4. You’re confident enough to say ‘no thanks’.
As a quiet person, you’ll likely have a socializing tolerance that’s lower than many ‘louder’ people you know. Parties and get-togethers aren’t always top of your agenda. You don’t need to be seen in all the right places, you’re happy enjoying what makes you tick.
That’s irresistible confidence.
5. You’re confident enough to listen.
Have you noticed that there’s no shortage of people wanting to talk? They seek you out because you’re genuinely happy to listen, to hear the whole story. And to offer something when you have something you believe is worth offering.
That’s irresistible inner calm.
6. You’re confident enough to feel secure with just a small group of close friends.
Your quiet tendencies naturally draw you to have a few loyal buddies. Their friendship is enough to let you know you’re ‘right on okay’, just as you are.
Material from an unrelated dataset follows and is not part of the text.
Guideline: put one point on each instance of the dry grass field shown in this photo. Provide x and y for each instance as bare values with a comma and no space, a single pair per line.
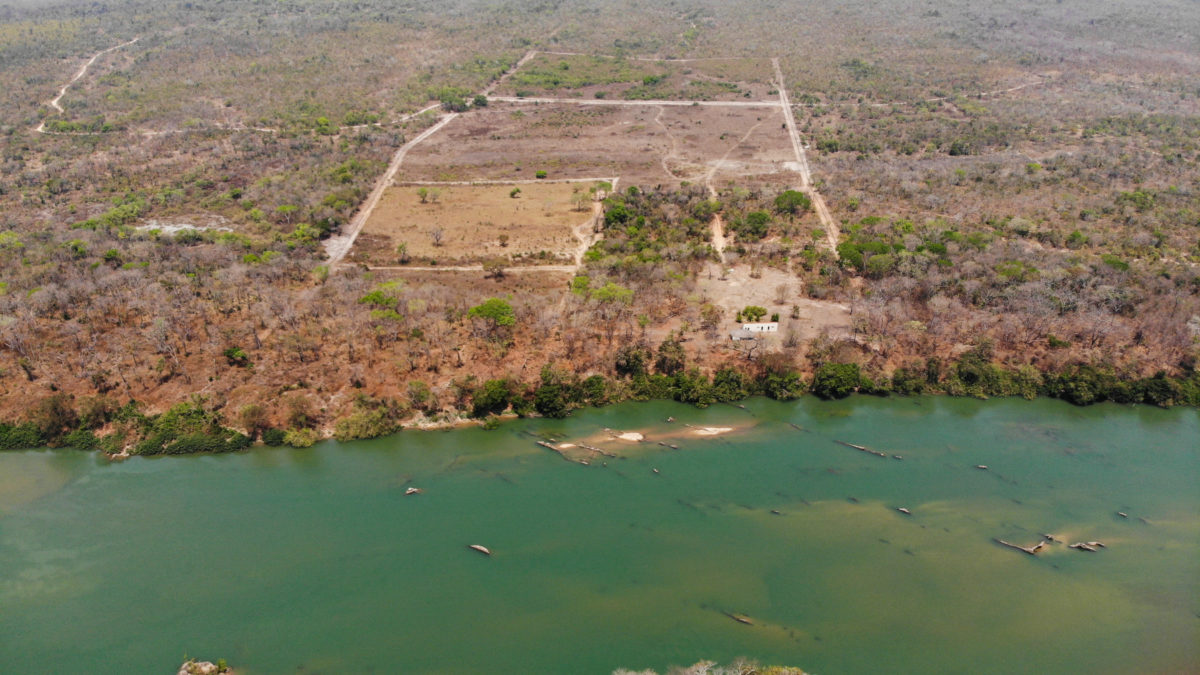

Others looking on see you don’t need a gang’s worth of people to reassure that you’re lovable.
That’s irresistible self-belief.
7. You’re confident enough to spend time alone.
Doing your thing, just you and yourself, that’s a great day if you’re quiet, right? That recharges your battery, gives you energy and leaves you feeling calm and refreshed. And it says you’re in control of your mind’s chatter, you don’t need the noise and distraction of others to keep your thoughts at bay.
That’s irresistible self-possession.
8. You’re confident enough to do your own thing.
Quiet activities aren’t touted as cool. Partying is cool, though. No matter, as a quiet person you’re happy doing what floats your boat, not what someone else has decided should do. That’s rare. And precious. Others see you making your own way on your terms, happy you know best.
That’s irresistible self-trust.
9. You’re confident enough to believe in your own judgment.
When you need an answer, as a quiet person you most likely ask yourself first. You don’t initiate group discussions for advice, you seek your own solution. Heck, you know you better than anyone else. Others see you handling your difficulties with confidence.
That’s irresistible self-reliance.
Quiet is the new black.
Embrace your quietness and let your confidence shine.
No more wistfully watching louder, seemingly more confident others. Your confidence is thriving inside you. Inside the real you, that is.
Quiet you. Irresistibly, quietly confident you.
- The person who knows their own mind, knows what best for them and knows loyalty is enough.
- The person who is secretly admired for their confident ability to listen, to offer meaningful words and be at peace with themselves.
- The person who is self-assured enough to let others have the attention and to walk their own path.
Others are secretly watching. You’re turning heads when you let your quiet self shine.
You and your confidence are irresistible.